Hey @arunasank. I recreated part of your script below (to not have to worry about a config or zip file):

from nnsight import LanguageModel
import torch
model = LanguageModel("meta-llama/Llama-2-7b-hf", device_map='auto', dispatch=True, torch_dtype=torch.float16) # Load the model

mlp_effects_cache = torch.zeros((model.config.num_hidden_layers, model.config.hidden_size)).to("cuda")
attn_effects_cache = torch.zeros((model.config.num_hidden_layers, model.config.hidden_size)).to("cuda")

        
def test():
  
  
  attn_layer_cache_prompt = {}

  mlp_layer_cache_prompt = {}

  attn_layer_cache_patch = {}
  
  mlp_layer_cache_patch = {}

  with model.trace("hello", scan=False, validate=False) as tracer:
      for layer in range(len(model.model.layers)):
          self_attn = model.model.layers[layer].self_attn.o_proj.output
          mlp = model.model.layers[layer].mlp.down_proj.output
          mlp.retain_grad()
          self_attn.retain_grad()

          attn_layer_cache_prompt[layer] = {"forward": self_attn.save()} 
          mlp_layer_cache_prompt[layer] = {"forward": mlp.save()}

      logits = model.lm_head.output.save()
      
  loss = logits[:, -1, 0] - logits[:, -1, 0]
  loss = loss.sum()
  loss.backward()

  with model.trace("hello", scan=False, validate=False) as tracer:
      for layer in range(len(model.model.layers)):
          self_attn = model.model.layers[layer].self_attn.o_proj.output
          mlp = model.model.layers[layer].mlp.down_proj.output
          
          attn_layer_cache_patch[layer] = {"forward": self_attn.save()}
          mlp_layer_cache_patch[layer] = {"forward": mlp.save()}
          
  for layer in range(len(model.model.layers)):
    mlp_effects = (mlp_layer_cache_prompt[layer]["forward"].value.grad * (mlp_layer_cache_patch[layer]["forward"].value - mlp_layer_cache_prompt[layer]["forward"].value)).detach()
    attn_effects = (attn_layer_cache_prompt[layer]["forward"].value.grad * (attn_layer_cache_patch[layer]["forward"].value - attn_layer_cache_prompt[layer]["forward"].value)).detach()

    mlp_effects = mlp_effects[0, -1, :] # batch, token, hidden_states
    attn_effects = attn_effects[0, -1, :] # batch, token, hidden_states

    mlp_effects_cache[layer] += mlp_effects.to(mlp_effects_cache.get_device())
    attn_effects_cache[layer] += attn_effects.to(attn_effects_cache.get_device())
            
for i in range(100):
  
  test()
  print(torch.cuda.memory_reserved(0))

I dont see memory requirements increase.
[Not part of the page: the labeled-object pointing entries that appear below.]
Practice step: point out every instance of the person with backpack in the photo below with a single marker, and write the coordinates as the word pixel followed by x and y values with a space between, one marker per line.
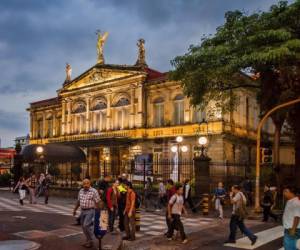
pixel 219 199
pixel 239 213
pixel 22 188
pixel 175 209
pixel 129 212
pixel 31 182
pixel 267 203
pixel 187 195
pixel 170 191
pixel 121 204
pixel 112 196
pixel 148 193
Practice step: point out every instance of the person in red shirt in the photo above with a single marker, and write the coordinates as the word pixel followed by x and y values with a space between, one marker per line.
pixel 129 212
pixel 171 190
pixel 112 196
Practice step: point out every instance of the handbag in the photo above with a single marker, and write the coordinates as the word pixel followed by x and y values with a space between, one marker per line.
pixel 241 211
pixel 22 193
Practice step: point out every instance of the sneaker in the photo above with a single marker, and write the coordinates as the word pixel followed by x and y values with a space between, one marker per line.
pixel 229 241
pixel 253 241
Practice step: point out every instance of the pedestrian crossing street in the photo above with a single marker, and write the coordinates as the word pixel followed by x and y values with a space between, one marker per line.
pixel 155 224
pixel 265 237
pixel 13 205
pixel 151 224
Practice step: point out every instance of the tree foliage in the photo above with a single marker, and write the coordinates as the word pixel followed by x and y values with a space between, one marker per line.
pixel 264 44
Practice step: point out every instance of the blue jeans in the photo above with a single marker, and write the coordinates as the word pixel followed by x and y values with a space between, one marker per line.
pixel 236 222
pixel 289 241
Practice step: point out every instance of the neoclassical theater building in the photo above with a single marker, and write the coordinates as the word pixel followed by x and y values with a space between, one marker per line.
pixel 115 112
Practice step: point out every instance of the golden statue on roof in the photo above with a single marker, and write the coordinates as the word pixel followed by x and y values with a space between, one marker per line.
pixel 141 61
pixel 100 44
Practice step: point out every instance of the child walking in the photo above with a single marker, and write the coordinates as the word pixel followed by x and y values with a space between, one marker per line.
pixel 175 209
pixel 21 185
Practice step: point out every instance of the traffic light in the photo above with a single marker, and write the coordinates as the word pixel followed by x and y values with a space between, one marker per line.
pixel 266 156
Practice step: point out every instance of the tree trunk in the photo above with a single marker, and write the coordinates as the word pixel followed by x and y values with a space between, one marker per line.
pixel 297 145
pixel 276 154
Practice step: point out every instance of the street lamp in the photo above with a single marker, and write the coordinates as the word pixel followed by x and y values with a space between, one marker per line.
pixel 178 149
pixel 202 141
pixel 179 139
pixel 39 150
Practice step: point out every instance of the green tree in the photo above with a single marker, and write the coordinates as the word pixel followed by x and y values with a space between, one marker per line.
pixel 265 44
pixel 76 170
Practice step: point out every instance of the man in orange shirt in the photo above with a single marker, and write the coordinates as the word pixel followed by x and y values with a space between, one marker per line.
pixel 129 212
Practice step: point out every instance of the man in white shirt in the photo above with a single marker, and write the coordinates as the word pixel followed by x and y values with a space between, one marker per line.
pixel 238 201
pixel 291 219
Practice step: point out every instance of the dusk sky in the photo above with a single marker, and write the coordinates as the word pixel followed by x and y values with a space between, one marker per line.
pixel 38 37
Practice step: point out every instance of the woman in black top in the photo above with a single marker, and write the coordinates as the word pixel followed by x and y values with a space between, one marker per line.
pixel 267 203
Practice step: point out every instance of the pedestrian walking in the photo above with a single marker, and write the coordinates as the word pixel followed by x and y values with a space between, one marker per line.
pixel 248 191
pixel 112 196
pixel 31 182
pixel 219 199
pixel 239 213
pixel 46 186
pixel 170 191
pixel 267 203
pixel 291 219
pixel 121 203
pixel 175 209
pixel 161 195
pixel 148 193
pixel 129 213
pixel 88 200
pixel 22 188
pixel 188 195
pixel 39 189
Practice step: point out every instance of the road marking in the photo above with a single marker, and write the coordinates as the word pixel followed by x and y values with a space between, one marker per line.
pixel 264 237
pixel 9 207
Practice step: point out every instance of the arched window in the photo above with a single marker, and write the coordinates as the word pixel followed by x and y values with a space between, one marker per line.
pixel 199 115
pixel 178 109
pixel 159 112
pixel 100 104
pixel 79 108
pixel 123 101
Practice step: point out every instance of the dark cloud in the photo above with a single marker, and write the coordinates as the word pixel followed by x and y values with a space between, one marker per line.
pixel 37 38
pixel 13 120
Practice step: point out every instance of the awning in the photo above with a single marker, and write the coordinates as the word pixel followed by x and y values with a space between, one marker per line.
pixel 53 153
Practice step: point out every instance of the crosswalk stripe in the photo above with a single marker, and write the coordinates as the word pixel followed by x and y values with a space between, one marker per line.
pixel 14 206
pixel 9 207
pixel 67 209
pixel 264 237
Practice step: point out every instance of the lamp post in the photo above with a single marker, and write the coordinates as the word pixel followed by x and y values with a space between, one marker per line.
pixel 178 149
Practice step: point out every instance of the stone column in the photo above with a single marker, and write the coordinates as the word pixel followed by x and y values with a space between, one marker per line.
pixel 54 129
pixel 87 120
pixel 31 125
pixel 69 117
pixel 108 112
pixel 44 125
pixel 63 118
pixel 131 114
pixel 140 120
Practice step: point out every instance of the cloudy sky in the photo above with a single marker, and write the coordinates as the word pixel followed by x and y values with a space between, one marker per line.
pixel 38 37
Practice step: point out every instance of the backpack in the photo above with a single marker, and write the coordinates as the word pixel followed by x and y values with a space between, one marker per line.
pixel 138 200
pixel 242 212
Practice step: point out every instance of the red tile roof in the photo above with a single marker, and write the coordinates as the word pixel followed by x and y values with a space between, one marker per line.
pixel 153 74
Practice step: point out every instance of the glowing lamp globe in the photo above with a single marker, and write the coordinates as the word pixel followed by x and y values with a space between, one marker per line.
pixel 202 140
pixel 184 149
pixel 174 149
pixel 39 149
pixel 179 139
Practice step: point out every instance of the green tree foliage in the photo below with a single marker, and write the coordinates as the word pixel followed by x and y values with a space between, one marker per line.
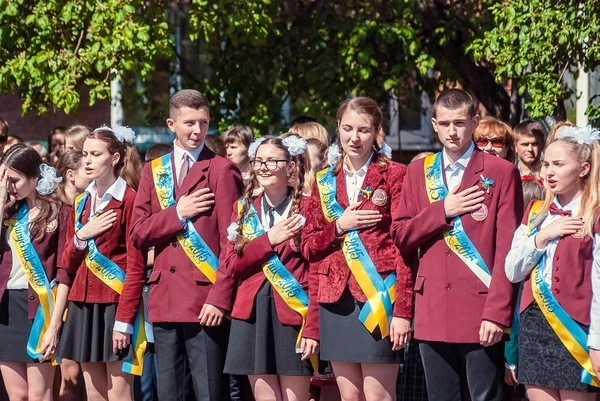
pixel 50 48
pixel 313 52
pixel 534 42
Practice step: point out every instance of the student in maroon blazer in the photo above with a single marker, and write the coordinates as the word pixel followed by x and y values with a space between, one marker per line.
pixel 459 320
pixel 99 322
pixel 274 362
pixel 30 186
pixel 368 187
pixel 186 309
pixel 564 253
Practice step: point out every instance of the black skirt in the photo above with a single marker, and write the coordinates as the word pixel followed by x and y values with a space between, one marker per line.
pixel 262 345
pixel 345 339
pixel 543 359
pixel 87 334
pixel 15 327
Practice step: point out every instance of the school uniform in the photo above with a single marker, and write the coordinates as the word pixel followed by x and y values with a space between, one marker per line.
pixel 343 337
pixel 451 300
pixel 95 309
pixel 567 270
pixel 20 302
pixel 264 329
pixel 178 289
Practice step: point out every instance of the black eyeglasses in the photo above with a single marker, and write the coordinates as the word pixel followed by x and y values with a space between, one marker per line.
pixel 271 165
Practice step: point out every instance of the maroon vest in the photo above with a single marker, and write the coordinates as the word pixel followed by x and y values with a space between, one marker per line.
pixel 571 277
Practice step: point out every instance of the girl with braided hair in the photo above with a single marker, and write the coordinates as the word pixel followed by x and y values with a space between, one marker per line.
pixel 275 326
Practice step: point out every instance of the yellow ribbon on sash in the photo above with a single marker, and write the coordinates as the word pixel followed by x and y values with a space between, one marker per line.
pixel 573 337
pixel 190 240
pixel 18 228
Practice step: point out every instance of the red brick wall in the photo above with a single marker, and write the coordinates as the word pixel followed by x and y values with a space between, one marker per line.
pixel 36 128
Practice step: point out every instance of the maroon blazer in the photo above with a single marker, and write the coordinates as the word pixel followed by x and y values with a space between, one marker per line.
pixel 117 246
pixel 178 290
pixel 48 249
pixel 571 275
pixel 450 300
pixel 247 270
pixel 320 245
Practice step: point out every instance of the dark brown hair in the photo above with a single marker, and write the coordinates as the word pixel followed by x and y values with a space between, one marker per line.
pixel 129 166
pixel 302 165
pixel 26 161
pixel 157 150
pixel 364 106
pixel 454 99
pixel 241 133
pixel 187 98
pixel 69 160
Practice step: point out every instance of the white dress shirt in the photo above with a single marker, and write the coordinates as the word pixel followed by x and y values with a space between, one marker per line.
pixel 178 159
pixel 115 191
pixel 179 152
pixel 355 179
pixel 455 171
pixel 524 256
pixel 17 280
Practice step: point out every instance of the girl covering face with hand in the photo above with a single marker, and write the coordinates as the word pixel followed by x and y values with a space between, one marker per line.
pixel 33 283
pixel 100 330
pixel 351 205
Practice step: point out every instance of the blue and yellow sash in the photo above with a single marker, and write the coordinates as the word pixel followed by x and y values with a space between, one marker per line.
pixel 573 337
pixel 377 311
pixel 114 277
pixel 18 228
pixel 191 242
pixel 457 239
pixel 280 278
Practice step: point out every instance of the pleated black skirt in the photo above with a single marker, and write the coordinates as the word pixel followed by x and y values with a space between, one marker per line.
pixel 262 345
pixel 15 327
pixel 345 339
pixel 87 334
pixel 543 359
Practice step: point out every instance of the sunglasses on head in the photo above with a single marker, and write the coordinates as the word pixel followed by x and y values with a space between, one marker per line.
pixel 482 142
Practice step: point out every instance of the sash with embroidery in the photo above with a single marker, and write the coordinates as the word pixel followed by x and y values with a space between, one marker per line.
pixel 457 239
pixel 573 337
pixel 114 277
pixel 190 240
pixel 280 278
pixel 381 294
pixel 18 229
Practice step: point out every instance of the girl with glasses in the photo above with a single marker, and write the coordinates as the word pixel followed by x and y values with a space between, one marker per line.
pixel 495 137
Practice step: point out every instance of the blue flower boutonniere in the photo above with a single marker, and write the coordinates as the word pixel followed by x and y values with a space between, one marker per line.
pixel 486 183
pixel 366 193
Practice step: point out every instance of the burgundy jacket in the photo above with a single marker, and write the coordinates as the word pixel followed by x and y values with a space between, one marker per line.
pixel 117 246
pixel 48 249
pixel 321 246
pixel 247 270
pixel 178 290
pixel 571 275
pixel 450 300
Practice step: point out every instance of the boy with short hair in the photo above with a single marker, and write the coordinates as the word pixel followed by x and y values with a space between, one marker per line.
pixel 460 207
pixel 529 143
pixel 183 208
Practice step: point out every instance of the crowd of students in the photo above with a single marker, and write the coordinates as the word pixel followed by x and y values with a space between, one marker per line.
pixel 226 266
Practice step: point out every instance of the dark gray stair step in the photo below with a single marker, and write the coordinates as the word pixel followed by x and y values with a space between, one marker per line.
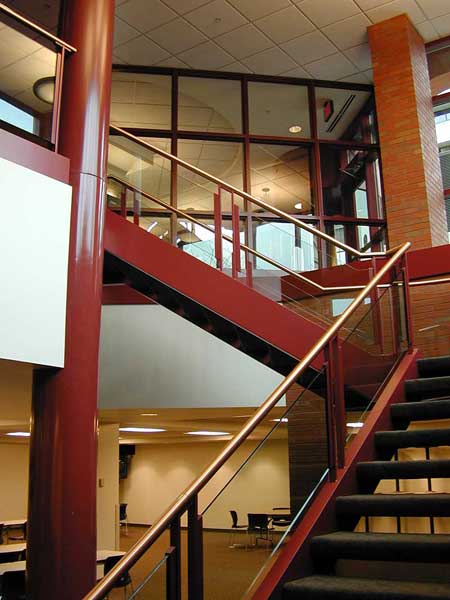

Can you make sure youre using the latest version of nnsight? Otherwise I'm not sure this is an nnsight problem. Is there something I am missing?

Answer 3 · 2024-07-08T21:47:24.000Z

@JadenFiotto-Kaufman It does seem to happen on the dataset + model combination I shared, so it's definitely not a data independent thing! The memory usage drops to 40G (about half of what it is without garbage collection) when I set explicit garbage collection! EDIT: To clarify, this dataset caused my GPU to crash because of an OOM error, but this does happen even with other datasets as well, it just did not surface in that case.

@jkminder Thank you for sharing these. Hopefully it will help us debug the issue.

Answer 4 · 2024-09-17T03:17:47.000Z

This was an issue on my side since I wasn't detaching tensors. Closing for now.